A melhor localização dentro de Higashiyama para se hospedar depende das suas prioridades. A seção norte, perto do Santuário Yasaka e de Gion, facilita o acesso a restaurantes e bares à noite, e fica a cerca de 10 minutos a pé da Linha Keihan. A seção sul, perto de Ninenzaka e do Kiyomizu-dera, é mais tranquila à noite e te coloca diretamente no caminho da caminhada matinal pelos templos, mas as opções de alimentação ao alcance são mais limitadas. Viajantes com orçamento mais curto encontrarão pousadas e hostels mais acessíveis nos bairros adjacentes de Gion e no centro, de onde Higashiyama fica a 20 minutos a pé.
Dicas Práticas e Avaliação Honesta
Higashiyama faz jus à sua reputação. A concentração de arquitetura histórica, a qualidade dos cenários preservados e o número expressivo de templos e santuários significativos a uma curta caminhada fazem deste o bairro que melhor expressa a Kyoto histórica em um único lugar. Se você visitar Kyoto uma vez, quase certamente vai passar por aqui.
A ressalva honesta é a multidão. Entre o meio da manhã e o final da tarde, de março a novembro, as ruelas principais entre o Kiyomizu-dera e o Santuário Yasaka ficam extremamente movimentadas. Durante o pico das cerejeiras no final de março e início de abril, e durante o pico da folhagem de outono em novembro, as multidões no Kiyomizu-dera em particular estão entre as maiores em qualquer ponto turístico do Japão. Se você não curte ficar em meio a uma massa lenta de visitantes, chegue bem cedo ou aceite que essa é a realidade do lugar e ajuste as expectativas.
Higashiyama funciona muito bem como meio período partindo de uma base em outro bairro de Kyoto.

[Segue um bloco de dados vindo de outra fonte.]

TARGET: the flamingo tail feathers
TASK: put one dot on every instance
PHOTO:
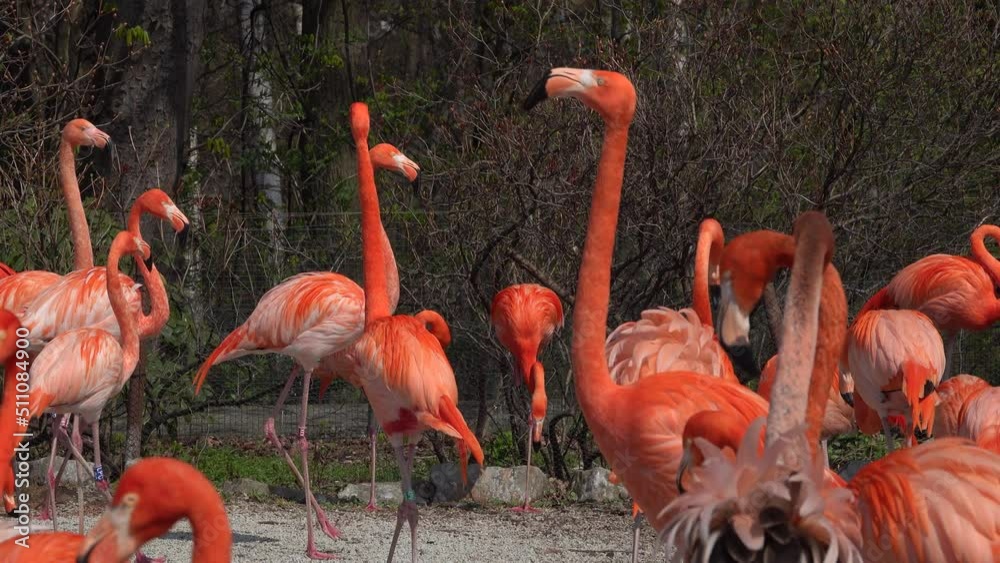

Saindo do centro de Kyoto ou da área da Estação de Kyoto, chegar ao Kiyomizu-dera na abertura, caminhar pelas ruelas de pedra até o Santuário Yasaka e depois cruzar para Gion para o almoço leva cerca de quatro horas e cobre o melhor do bairro sem as multidões do meio-dia. Combinar Higashiyama com uma visita ao Caminho do Filósofo ao norte resulta em um dia inteiro de passeio a pé pelo leste de Kyoto.
Resumo
Higashiyama é o bairro histórico mais preservado de Kyoto, com ruelas de pedra, casas de madeira e um percurso contínuo conectando vários templos e santuários importantes.
Melhor visitado de manhã cedo (antes das 9h) ou no final da tarde para evitar as multidões que tomam as ruelas do meio da manhã até o final da tarde, especialmente de março a novembro.
O roteiro principal tem cerca de 2,5 quilômetros, do Kiyomizu-dera ao sul até o Santuário Yasaka ao norte — confortável a pé, inacessível por carro ou bicicleta.
Ideal para quem visita Kyoto pela primeira vez, viajantes interessados em arquitetura tradicional e cultura de templos, casais em busca de um cenário japonês romântico clássico e quem se hospeda em Gion ou nas proximidades.
Menos indicado para quem prioriza vida noturna, gastronomia moderna ou acesso fácil ao metrô — para atividades noturnas, Gion e o centro de Kyoto ficam a uma curta caminhada ou corrida de táxi.